Moreover, the money could only be used to help cover students’ “expenses related to the disruption of campus operations.” This means that as the semester ended, students unable to find part-time jobs or internships are without the CARES Act’s college support.
“I think a lot of students that we spoke to and we heard from are worried about how are they going to afford their next meal? How are they going to pay for rent? How are they going to pay off their loans?” Kulkarni said, expressing hope that the letter’s three policy goals could prevent students from being left behind during the summer.
According to Kulkarni, more than 2 million students in New York State and representatives from 15 other states have signed this letter, including signatories from the University of Washington, the University of Texas, Columbia University, New York University, the University of Rochester, Syracuse University, Ithaca College and the State and City University of New York systems.
In an effort overseen by John Clancy ’22 and Ethan Rubin ’23, the OSGR has now turned its sights towards Albany, establishing contact with several New York lawmakers.
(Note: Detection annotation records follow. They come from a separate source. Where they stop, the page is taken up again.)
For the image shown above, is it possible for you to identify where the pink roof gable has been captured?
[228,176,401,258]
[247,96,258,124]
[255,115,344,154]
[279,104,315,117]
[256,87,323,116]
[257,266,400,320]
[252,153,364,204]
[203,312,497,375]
“One of the focuses of the coalition moving forward is how we can sort of pivot this momentum and pivot what we did at the federal level, but to really have a tangible impact in New York State,” Kulkarni said. The team hopes to release its state-focused list of proposals sometime this week.
Although neither chamber of Congress has appeared to have adopted any proposals similar to those advanced in the OSGR’s letter, the team remains hopeful that its lobbying efforts will eventually yield dividends for struggling students.
“Regardless of what sort of institution you go to, whether it’s a two-year community college or it’s an elite, private research institution, students are still impacted by these issues,” Kulkarni said.